Another distinctive partnership between an ambitious European chef and a cocktail king turned into a 13-course Nordic-inspired pop-up this past March. Community Table’s Marcell Davidsen, a native of Denmark, approached 116 Crown owner John Ginnetti about melding their talents for an evening.

They named the event NyHaven, reflecting Davidsen’s heritage and the event’s location in New Haven (“Ny” means “new” in Danish.) He and pastry chef Tommy Juliano wrote the menu — which included duck with blueberries, spruce and smoked parsnips and baby shore crabs with dill and seaweed powder — and explained the flavor profiles to Ginnetti, who went to work with his spirits.

“He came up with amazing drinks,” Davidsen wrote in an email. “It’s the beauty of working with talented people.”

“One reason I wanted to do [the collaboration] is because Marcell’s a pretty special talent,” Ginnetti said. “I liked him as a guy before I even saw his food. I saw a couple things and thought they were extraordinary. With the popup, I wanted to know if he could make magic happen 13 times in a row.”

Ginnetti came up with the idea to use Aquavit, a Scandinavian spirit, in unconventional cocktails. He introduced the crowd of 30 to the liqueur early in the night, mixing it with coffee. “I wanted to show people that this wasn’t the typical dinner,” he said. “It would set the stage, reflect [Davidsen’s] new-Nordic sensibility but giving them the ‘after the meal’ thing before it starts. I get caught up in the romance of the meal.”

Ginnetti said he’d do another similar event, but that any potential team would need to be as pulled-together and prepared as Davidsen and crew had been. “There was a lot of potential for a problem. The food was very specific. Drinks were very specific. Feeding that amount of people in that time is not simple,” he said. “…But [Davidsen] had a holistic vision for what this was going to be.

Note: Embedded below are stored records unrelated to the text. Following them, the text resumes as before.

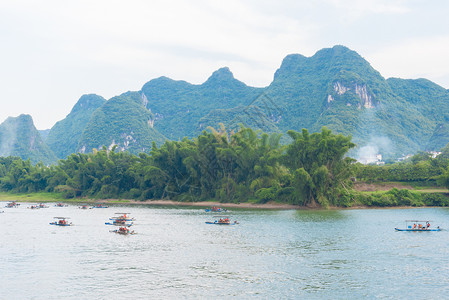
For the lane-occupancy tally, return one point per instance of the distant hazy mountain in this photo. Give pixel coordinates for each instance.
(19, 137)
(44, 134)
(65, 135)
(122, 121)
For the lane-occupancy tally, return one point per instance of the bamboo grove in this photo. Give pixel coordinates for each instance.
(217, 165)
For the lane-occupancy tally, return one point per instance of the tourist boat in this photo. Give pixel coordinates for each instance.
(12, 204)
(123, 231)
(222, 220)
(122, 217)
(215, 209)
(99, 206)
(417, 225)
(61, 221)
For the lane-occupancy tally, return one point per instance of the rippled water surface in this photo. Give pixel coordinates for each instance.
(346, 254)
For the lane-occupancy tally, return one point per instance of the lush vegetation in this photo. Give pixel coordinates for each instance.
(219, 165)
(19, 137)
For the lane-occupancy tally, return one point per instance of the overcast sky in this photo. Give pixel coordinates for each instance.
(52, 51)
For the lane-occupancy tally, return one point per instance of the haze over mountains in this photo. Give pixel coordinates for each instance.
(336, 88)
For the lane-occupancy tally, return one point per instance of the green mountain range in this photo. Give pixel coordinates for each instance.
(19, 137)
(122, 121)
(336, 88)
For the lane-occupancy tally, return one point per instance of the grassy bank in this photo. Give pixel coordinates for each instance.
(35, 197)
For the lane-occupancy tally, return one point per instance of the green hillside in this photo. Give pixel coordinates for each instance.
(19, 137)
(64, 136)
(121, 121)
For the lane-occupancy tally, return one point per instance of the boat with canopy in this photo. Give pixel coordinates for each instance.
(122, 217)
(122, 220)
(418, 225)
(12, 204)
(215, 209)
(99, 206)
(61, 221)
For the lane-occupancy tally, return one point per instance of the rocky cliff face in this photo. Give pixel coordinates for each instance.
(19, 137)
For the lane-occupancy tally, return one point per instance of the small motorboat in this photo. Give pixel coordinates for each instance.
(61, 221)
(12, 204)
(123, 231)
(418, 226)
(222, 220)
(119, 223)
(215, 209)
(122, 217)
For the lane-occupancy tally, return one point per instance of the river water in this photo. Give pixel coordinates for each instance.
(288, 254)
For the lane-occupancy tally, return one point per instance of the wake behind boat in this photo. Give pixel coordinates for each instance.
(418, 226)
(61, 221)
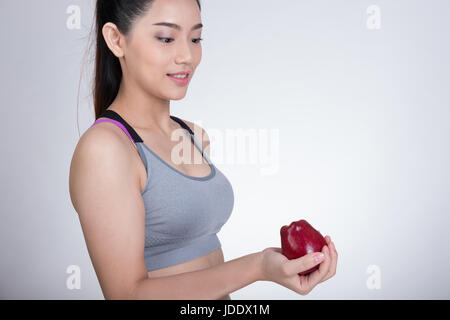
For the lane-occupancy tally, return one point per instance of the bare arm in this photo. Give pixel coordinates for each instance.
(210, 283)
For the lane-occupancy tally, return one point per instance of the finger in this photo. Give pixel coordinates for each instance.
(303, 263)
(315, 277)
(333, 264)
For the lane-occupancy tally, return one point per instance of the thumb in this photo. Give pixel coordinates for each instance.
(303, 263)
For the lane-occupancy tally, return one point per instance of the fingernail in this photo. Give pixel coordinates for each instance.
(318, 257)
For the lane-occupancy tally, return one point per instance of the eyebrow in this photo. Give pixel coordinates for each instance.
(177, 27)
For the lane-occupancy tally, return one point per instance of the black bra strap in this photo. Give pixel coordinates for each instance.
(115, 116)
(184, 125)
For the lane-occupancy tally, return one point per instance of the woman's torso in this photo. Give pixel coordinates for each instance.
(162, 146)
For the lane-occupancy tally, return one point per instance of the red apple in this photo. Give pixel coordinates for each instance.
(299, 239)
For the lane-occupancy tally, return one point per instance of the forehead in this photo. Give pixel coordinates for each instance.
(182, 12)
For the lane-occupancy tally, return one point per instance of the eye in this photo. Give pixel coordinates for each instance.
(159, 38)
(198, 40)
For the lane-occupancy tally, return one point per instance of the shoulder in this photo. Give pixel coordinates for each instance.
(204, 139)
(101, 154)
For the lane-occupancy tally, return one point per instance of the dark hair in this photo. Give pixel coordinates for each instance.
(108, 73)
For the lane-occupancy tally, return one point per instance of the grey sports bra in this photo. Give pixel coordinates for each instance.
(182, 213)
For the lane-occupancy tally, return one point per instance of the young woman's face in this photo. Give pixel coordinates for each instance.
(153, 51)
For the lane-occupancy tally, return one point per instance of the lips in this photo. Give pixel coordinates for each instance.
(179, 73)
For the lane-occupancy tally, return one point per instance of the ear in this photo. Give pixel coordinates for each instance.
(114, 39)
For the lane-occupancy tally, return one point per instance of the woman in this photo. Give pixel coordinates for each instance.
(149, 219)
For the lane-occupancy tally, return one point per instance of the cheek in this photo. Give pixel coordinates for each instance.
(149, 63)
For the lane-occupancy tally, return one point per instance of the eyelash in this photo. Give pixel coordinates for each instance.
(159, 38)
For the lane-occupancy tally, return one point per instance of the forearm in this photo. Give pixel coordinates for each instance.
(207, 284)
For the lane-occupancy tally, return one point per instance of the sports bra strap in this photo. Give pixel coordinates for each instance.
(115, 118)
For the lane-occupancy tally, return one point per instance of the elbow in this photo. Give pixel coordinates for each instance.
(130, 293)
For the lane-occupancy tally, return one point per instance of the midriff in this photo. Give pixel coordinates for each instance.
(207, 261)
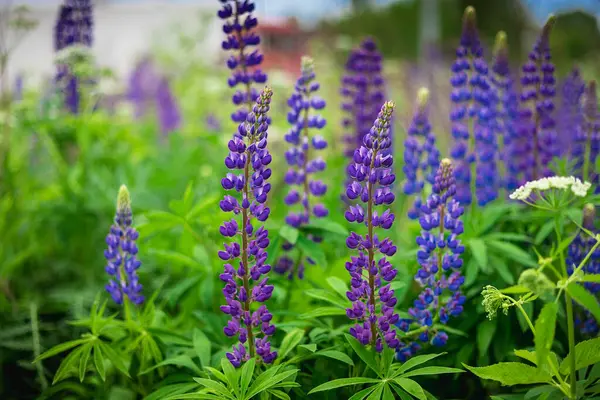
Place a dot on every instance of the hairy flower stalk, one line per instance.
(421, 156)
(581, 245)
(506, 110)
(121, 254)
(371, 175)
(440, 261)
(247, 285)
(363, 92)
(239, 24)
(474, 149)
(537, 105)
(298, 157)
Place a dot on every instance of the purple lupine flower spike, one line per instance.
(121, 254)
(371, 175)
(299, 157)
(440, 261)
(471, 103)
(578, 249)
(506, 108)
(245, 272)
(537, 105)
(244, 62)
(421, 156)
(570, 112)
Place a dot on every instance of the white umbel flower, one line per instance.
(578, 187)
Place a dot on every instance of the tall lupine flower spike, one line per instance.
(570, 112)
(506, 111)
(244, 62)
(578, 249)
(301, 164)
(363, 92)
(470, 97)
(372, 299)
(587, 139)
(440, 263)
(121, 254)
(421, 157)
(245, 272)
(537, 105)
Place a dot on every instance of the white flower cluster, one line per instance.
(555, 182)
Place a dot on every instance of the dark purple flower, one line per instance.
(440, 261)
(421, 157)
(244, 60)
(373, 300)
(245, 272)
(121, 254)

He had his i’s dotted and his t’s crossed.”

“You have to have rapport enough with the person to be comfortable creating with them,” says Viehland, who has collaborated on several occasions at various events throughout the country. Most recently, he and Anderson shared the kitchen at the James Beard House in July, cooking a “seasonal New England” menu.

“Chefs most of the time don’t really like to share,” Viehland said. “In the spirit of humility, creative sharing, mutual respect, you can make it work and come up with amazing stuff.”

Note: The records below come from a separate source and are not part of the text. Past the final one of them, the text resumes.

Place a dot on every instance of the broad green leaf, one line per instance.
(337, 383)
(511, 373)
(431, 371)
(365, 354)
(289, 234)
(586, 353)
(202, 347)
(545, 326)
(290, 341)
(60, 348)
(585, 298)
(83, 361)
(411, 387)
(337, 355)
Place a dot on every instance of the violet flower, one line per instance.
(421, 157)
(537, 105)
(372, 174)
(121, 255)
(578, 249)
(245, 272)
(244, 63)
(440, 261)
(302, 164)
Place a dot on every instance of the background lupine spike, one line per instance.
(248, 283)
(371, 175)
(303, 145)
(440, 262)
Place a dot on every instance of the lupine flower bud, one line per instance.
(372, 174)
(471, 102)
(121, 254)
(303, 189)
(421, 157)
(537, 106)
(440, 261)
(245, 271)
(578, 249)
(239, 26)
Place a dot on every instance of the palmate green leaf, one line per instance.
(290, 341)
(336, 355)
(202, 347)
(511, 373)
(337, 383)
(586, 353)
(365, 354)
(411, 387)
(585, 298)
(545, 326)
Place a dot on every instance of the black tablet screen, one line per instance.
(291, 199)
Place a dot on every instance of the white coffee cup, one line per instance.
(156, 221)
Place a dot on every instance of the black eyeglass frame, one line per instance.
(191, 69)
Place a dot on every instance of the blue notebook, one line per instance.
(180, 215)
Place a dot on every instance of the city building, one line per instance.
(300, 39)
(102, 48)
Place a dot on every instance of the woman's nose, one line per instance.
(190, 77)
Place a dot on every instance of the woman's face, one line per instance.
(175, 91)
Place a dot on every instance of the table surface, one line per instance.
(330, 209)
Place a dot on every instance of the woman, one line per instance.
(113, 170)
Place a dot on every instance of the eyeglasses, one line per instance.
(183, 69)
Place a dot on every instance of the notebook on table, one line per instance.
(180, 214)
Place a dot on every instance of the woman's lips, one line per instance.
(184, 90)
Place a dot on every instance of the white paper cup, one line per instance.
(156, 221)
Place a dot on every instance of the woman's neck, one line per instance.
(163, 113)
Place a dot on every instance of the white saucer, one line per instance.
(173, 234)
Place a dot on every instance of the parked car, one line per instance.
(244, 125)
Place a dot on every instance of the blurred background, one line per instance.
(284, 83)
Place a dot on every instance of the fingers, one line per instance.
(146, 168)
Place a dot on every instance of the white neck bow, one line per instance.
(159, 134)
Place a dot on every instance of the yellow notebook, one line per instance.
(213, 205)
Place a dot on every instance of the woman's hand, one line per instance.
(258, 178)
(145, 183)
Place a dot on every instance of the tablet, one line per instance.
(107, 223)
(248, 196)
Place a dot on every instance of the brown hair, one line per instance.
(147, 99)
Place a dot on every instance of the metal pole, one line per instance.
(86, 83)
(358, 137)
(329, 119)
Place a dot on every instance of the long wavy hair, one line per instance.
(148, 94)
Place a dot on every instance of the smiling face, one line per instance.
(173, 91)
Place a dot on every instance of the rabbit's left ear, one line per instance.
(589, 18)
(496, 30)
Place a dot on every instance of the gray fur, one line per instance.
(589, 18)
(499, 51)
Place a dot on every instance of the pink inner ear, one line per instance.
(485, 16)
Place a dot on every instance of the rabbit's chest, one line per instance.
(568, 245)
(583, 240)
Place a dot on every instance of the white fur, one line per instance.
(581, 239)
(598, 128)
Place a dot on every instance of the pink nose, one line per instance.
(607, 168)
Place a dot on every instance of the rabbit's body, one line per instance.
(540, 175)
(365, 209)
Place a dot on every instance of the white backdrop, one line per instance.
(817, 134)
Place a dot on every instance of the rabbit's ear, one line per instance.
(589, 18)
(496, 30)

Viehland agrees that organization and planning are vital when multiple chefs come together with different visions. If the visiting chef doesn’t execute everything well, he says, “you’re the host chef…and if it affects your customers, it looks negative to you. Some chefs are very wary to do these kinds of collaborations.”

But in the best-case scenario, “it’s good promotion for your restaurant, good individual promotion,” he said. “It introduces you to maybe a different set of clientele who might not know who you are, [might not] be familiiar with your cuisine. It’s also inspiring for your cooks and staff to see what someone else does, [what a ] leader, chef, creative force can come up with.”

For Anderson, that continuing education is what drives him. “That’s what I love about cooking,” he said. “You’re never done learning. You never even know half of it.”